Claire smiled sadly at her dinner plate, and slipped away from the table.
Peter followed.
She told him to go away as she stamped up the stairs.
He stood at the bottom of the stairs for a few minutes, just getting madder and madder. And then he went up the stairs. She didn't want to talk, fine. Well he did.
He pounded at Claire's door and called her name, that if she didn't answer right then he was going to go in.
But she did answer. She said just a minute and he heard her undoing the lock on the door. She opened the door but did not invite him in, just turned and went back to fiddling with some clothes in a drawer.
Peter shook his head in frustration and tried not to yell as he spoke to her. Why was she shutting him out like this? What was wrong, what had he done? They had been close, really close, he thought. She used to trust him. What had he done wrong?
She played dumb at first, said that nothing was wrong, nothing at all. And that she trusted him a lot, of course!
She spoke the last words with a healthy dose of sarcasm mixed with an amount of anger that took him aback for a moment.

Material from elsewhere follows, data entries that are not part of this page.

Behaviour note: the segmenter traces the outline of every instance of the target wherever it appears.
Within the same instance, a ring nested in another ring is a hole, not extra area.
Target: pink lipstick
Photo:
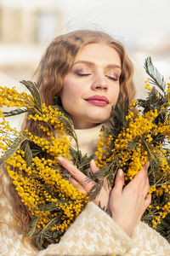
[[[107,106],[109,104],[108,98],[106,98],[104,96],[100,96],[95,95],[95,96],[88,97],[85,100],[88,103],[93,104],[93,105],[96,105],[96,106],[105,107],[105,106]]]

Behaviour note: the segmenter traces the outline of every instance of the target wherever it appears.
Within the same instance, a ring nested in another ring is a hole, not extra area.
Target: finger
[[[94,182],[87,182],[87,176],[79,171],[73,164],[69,162],[64,157],[59,156],[57,158],[60,164],[66,169],[69,173],[71,174],[73,177],[76,178],[85,189],[85,190],[89,190],[94,186]]]
[[[92,172],[92,173],[96,173],[99,171],[100,171],[99,168],[97,166],[94,160],[92,160],[90,161],[90,171]],[[104,186],[105,189],[107,189],[107,190],[110,190],[111,189],[111,187],[110,186],[107,179],[105,178],[105,177],[101,176],[101,177],[99,177],[99,179],[104,179],[104,184],[103,184],[103,186]]]
[[[150,203],[151,203],[151,194],[147,194],[144,200],[145,209],[150,205]]]
[[[115,180],[114,191],[117,193],[122,193],[122,188],[124,185],[124,173],[122,169],[119,169]]]
[[[148,177],[148,168],[150,166],[150,162],[146,162],[143,168],[138,172],[138,173],[134,176],[133,180],[131,181],[131,183],[139,183],[140,184],[144,184],[146,182],[147,177]]]

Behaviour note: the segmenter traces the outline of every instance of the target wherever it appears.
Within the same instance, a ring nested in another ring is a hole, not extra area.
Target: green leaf
[[[6,160],[9,157],[11,157],[17,151],[20,144],[26,140],[27,140],[27,137],[26,137],[15,138],[13,144],[10,146],[9,149],[8,149],[5,152],[5,154],[3,155],[2,160]]]
[[[13,116],[13,115],[17,115],[17,114],[20,114],[23,113],[28,112],[27,109],[23,108],[23,109],[14,109],[14,110],[11,110],[8,112],[3,112],[3,114],[4,115],[4,117],[9,117],[9,116]]]
[[[52,211],[55,210],[56,208],[58,208],[58,207],[56,206],[56,204],[58,202],[59,202],[59,201],[57,202],[52,202],[48,205],[44,205],[44,206],[37,208],[37,211],[52,212]]]
[[[81,150],[75,150],[70,147],[70,153],[73,158],[74,165],[77,166],[77,168],[84,174],[87,168],[89,167],[89,162],[93,159],[93,155],[88,157],[88,154],[82,156]]]
[[[26,234],[26,236],[32,236],[36,230],[36,226],[38,222],[39,217],[35,217],[30,223],[30,227],[28,230],[28,232]]]
[[[41,96],[36,83],[33,83],[31,81],[26,81],[26,80],[22,80],[20,81],[20,83],[23,84],[30,90],[31,96],[34,98],[34,102],[36,105],[39,108],[39,109],[42,109]]]
[[[157,85],[164,93],[166,88],[166,82],[164,77],[159,73],[159,71],[152,64],[152,61],[150,57],[146,58],[144,62],[144,68],[146,73],[151,78],[150,79],[151,84]]]
[[[25,155],[26,155],[26,165],[27,166],[29,166],[32,161],[32,153],[30,148],[28,141],[26,142]]]

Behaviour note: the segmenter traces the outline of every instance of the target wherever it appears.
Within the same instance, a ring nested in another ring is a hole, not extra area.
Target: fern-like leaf
[[[150,57],[146,58],[144,62],[144,68],[146,73],[151,78],[150,83],[157,85],[164,93],[166,88],[166,82],[164,77],[159,73],[157,68],[152,64],[152,61]]]
[[[9,117],[9,116],[13,116],[13,115],[17,115],[17,114],[20,114],[23,113],[27,112],[28,110],[26,108],[23,108],[23,109],[14,109],[14,110],[11,110],[8,112],[3,112],[3,114],[4,115],[4,117]]]

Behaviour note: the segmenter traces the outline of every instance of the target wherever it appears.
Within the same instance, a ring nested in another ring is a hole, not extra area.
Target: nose
[[[106,77],[104,74],[96,74],[92,84],[94,90],[107,90],[108,85]]]

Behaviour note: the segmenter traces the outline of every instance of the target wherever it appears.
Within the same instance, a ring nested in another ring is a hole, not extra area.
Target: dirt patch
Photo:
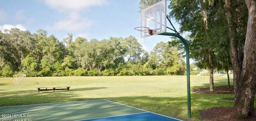
[[[209,88],[196,89],[194,91],[196,93],[201,94],[234,94],[233,87],[214,87],[214,91],[210,91]]]
[[[210,92],[209,89],[204,88],[196,89],[194,91],[196,93],[204,94],[232,94],[234,93],[232,87],[214,87],[214,92]],[[234,100],[233,98],[224,99],[227,100]],[[230,117],[230,113],[232,112],[232,107],[214,107],[203,111],[200,113],[201,116],[204,121],[255,121],[256,117],[250,117],[244,120],[235,120]],[[256,109],[254,110],[256,115]]]
[[[256,117],[250,117],[244,120],[235,120],[230,117],[232,107],[214,107],[201,112],[201,116],[204,121],[255,121]],[[256,115],[256,110],[254,110]]]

Peter didn't have any clue why she was mad at him. He hadn't done anything.
Then she tersely invited him to leave her room.
He said that this was bullshit, and she angrily told him not to cuss in front of the baby, gestured at the bassinette.
This silenced him for a minute, but then he tried again.
He hoped his voice was calmer as he spoke this time. She hadn't told him about the baby. She didn't tell him about moving out. Why?
Claire turned away from him, her hands leaning on the dresser that held Daniel's baby clothes. She said that she had just told him about moving out, that she hadn't known about it till just this afternoon.
And then she faced him.
As for the baby…her baby. That was her business.
And she looked at him for a long, long time.
He cleared his throat uncomfortably. He left her then, went back down the stairs to the sounds of his big brother's voice echoing off the walls.